While the governor normally declares a state of emergency when there's a natural disaster, a hurricane, flooding, or a snow storm, he’s been taking an expansive view of the term “emergency” of late. Last year he said the MTA was in a state of emergency, which gave the agency the ability to bypass the usual process for getting contracts for projects. This has been renewed in perpetuity and some MTA board members are questioning when that will end.
For his part, Mayor de Blasio agreed to waive the normal “aging” period for city bills from eight days to five, so the cameras could be functioning by September 5th, when school begins.
"We personally spent a lot of time figuring this out," Cuomo said about working with de Blasio.
Not all council members were on board with the bill. Staten Island Councilmen Joe Borelli and Steven Mateo voted against the bill. As did Councilman Kalman Yeger, who represents the driver-heavy neighborhoods of Midwood and Borough Park.
“I don’t vote for measures I don’t believe are within our legal authority to do. This is such a measure,” Yeger told the council. “96 hours ago and for the last 15 years prior thereto it was never thought this body had the right to do this.”
State Senator Marty Golden, who tried pushing his own bill last session which would’ve phased out the speed cameras all together over six months in favor of more stop signs and traffic lights, also questioned the legality of the council’s move.
“The Executive Order allowing the City Council to circumvent the Legislature is likely in violation of State Law,” Golden wrote in a statement. “There will be a ticket issued, and someone will sue saying it is illegal. The State will lose, there will be confusion, and that will cause distraction to the fact our children will still not have the protection of speed cameras.”
Attorney and safe streets advocate Steve Vaccaro, who helped the City Council draft its bill, disagrees.
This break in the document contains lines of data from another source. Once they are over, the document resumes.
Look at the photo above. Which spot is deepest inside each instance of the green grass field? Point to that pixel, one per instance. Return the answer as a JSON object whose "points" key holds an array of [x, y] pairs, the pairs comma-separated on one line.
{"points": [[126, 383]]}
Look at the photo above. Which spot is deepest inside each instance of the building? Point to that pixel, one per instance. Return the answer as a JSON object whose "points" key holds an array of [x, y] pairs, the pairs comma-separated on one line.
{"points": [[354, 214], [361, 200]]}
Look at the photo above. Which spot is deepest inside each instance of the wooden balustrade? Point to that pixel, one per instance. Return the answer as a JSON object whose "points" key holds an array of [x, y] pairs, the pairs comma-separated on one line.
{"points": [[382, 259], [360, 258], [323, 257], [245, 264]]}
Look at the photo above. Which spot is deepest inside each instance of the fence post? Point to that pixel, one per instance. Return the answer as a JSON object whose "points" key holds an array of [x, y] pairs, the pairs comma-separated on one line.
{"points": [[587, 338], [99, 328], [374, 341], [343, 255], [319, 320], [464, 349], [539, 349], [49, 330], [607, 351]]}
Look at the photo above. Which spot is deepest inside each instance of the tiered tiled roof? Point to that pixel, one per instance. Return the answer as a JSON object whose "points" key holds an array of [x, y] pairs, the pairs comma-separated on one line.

3/13 Under Section 1642, among the areas where NYC has full authority to legislate are “use of [streets] by pedestrians,” “regulation of …the use of traffic lanes”:, and “right of way of vehicles and pedestrians.”
— Vaccaro & White (@BikeNYCLaw) August 28, 2018
The State Senate has argued all summer that if the Assembly had simply passed a bill to renew the program, rather than expand it, it would’ve passed that bill.
“Democrats can be self-congratulatory, but the public should know that their Governor, Mayor, Assembly Speaker and City Council Speaker failed to do as much as pick up the phone to call the Senate Majority to keep the cameras on,” Candice Giove, a spokesperson for the State Senate Republicans wrote to Gothamist/WNYC.
She argued that instead of repeatedly saying “the Senate will have blood on their hands” leaders should have done more to reach out to the Senate.
Senator Simcha Felder, who was seen as holding up a vote on the Assembly’s bill, has repeatedly refused to comment all summer on the speed camera bill. "I'd be open to seeing whether you like chocolate cake, for delicious chocolate rugelach," he told WNYC this summer when pressed on the issue.
Governor Cuomo never officially called an emergency session to vote on the Assembly’s bill—later saying it'd just be a” clown show” and that the Senate would gavel in and gavel out without voting. So he bypassed the entire process altogether.
Now he must renew his emergency order every 30 days for the whole scheme to work.
Cuomo, Johnson, and de Blasio also agree on one thing; the Senate should just pass the Assembly’s bill.